I had the easy path into dentistry. Growing up with a family full of dentists and relatives working in the field of dentistry, it was easy to get an inside view of the profession and learn early on that it appealed to me. Though it took a lot of time and work studying through college and for the DAT to make it to this point, it was still easy for me to envision what my goals were. Sometimes I wonder if I would have been motivated to work as hard as I did without experiencing the clear picture of the day-to-day life of a dentist in my family.
Recently, I spoke with a faculty member at my school, Dr. Cleverick (CD) Johnson, who helped me realize that being exposed to dentistry at an early age was a driving factor for where I am today. Dr. Johnson is well-known at UTSD Houston, currently serving as a professor and vice chair in the department of general practice and dental public health, as well as the director of the urgent care clinic. A lesser-known fact is that he was the first African American UTSD Houston alumni tenured professor at our school. Not only does he inspire and mentor numerous students at our school, he also supports the vision of our local Student National Dental Association chapter to mentor underrepresented students. He adamantly believes that to continue increasing diversity and inclusion in our profession, it is necessary to inspire children at a young age and to give them the same motivation that drove me to pursue dentistry.

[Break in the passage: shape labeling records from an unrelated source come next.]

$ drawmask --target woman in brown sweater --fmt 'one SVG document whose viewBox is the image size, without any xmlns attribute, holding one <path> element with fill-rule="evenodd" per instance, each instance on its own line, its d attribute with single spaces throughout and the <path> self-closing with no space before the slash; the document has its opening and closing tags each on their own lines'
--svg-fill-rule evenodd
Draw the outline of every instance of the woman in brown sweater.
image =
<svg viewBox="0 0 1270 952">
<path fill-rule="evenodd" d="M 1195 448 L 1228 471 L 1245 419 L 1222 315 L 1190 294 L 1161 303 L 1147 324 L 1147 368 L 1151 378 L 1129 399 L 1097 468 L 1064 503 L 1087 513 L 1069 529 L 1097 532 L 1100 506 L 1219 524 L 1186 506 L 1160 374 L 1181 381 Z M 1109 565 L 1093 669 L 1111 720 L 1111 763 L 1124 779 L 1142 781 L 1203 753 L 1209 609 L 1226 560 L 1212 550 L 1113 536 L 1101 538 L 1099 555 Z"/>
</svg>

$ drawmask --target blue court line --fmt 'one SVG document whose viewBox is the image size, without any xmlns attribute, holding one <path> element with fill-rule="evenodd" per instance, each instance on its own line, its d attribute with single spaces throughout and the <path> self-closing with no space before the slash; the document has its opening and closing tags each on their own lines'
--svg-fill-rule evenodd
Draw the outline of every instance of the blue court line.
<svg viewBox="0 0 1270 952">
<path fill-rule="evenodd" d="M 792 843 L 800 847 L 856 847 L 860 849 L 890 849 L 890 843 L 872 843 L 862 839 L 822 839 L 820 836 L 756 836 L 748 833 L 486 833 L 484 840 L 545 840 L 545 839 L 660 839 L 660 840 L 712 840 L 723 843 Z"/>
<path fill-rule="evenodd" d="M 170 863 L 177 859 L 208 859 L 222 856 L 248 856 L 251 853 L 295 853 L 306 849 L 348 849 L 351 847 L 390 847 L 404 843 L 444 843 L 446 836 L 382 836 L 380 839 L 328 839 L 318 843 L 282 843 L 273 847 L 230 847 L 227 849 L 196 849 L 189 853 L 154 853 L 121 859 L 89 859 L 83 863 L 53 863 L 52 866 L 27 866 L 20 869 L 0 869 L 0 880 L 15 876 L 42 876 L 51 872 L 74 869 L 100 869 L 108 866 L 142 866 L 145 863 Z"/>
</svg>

When he started as faculty, Dr. Johnson implemented programs to bring underprivileged students into the dental office and provided tours of the dental school — actions he believes we should continue. While we were talking, he showed me a photo of four African American elementary-aged students he and his wife had spent time teaching. He then pointed at each of them one-by-one saying: “Nurse, nurse, doctor, pharmacist.” He told me that each of these girls were exposed to medicine at a young age and that became their motivation to pursue and succeed in having a career in health care. The same can be done in dentistry.
Without embracing diversity, this world may not have been able to appreciate the accomplishments and contributions of the first African American dentist Dr. Robert Tanner Freeman or the first African American dental professor at Harvard, Dr. George Franklin Grant. These individuals were children of slaves and broke through the dental barrier during the late 1800s, a time when diversity wasn’t embraced. Students today still struggle with this. While I do believe we should start celebrating the feats of dentists of color, we also should make a greater effort to introduce young people of color to the field and welcome them with open arms. Who knows — maybe it will inspire the next generation of dentists.
In the words of Dr. Johnson, “As a practicing general dentist, you meet over 10,000 people in your life. As a faculty member, you meet 10,000 student dentists who will then meet 10,000 people in their lives. Think about the impact you can make to so many people.”
Someday, I hope to follow in the footsteps of someone who taught me about dentistry, but more importantly, about life. Someday, I hope to be a mentor to others, just as Dr. Johnson has been to me.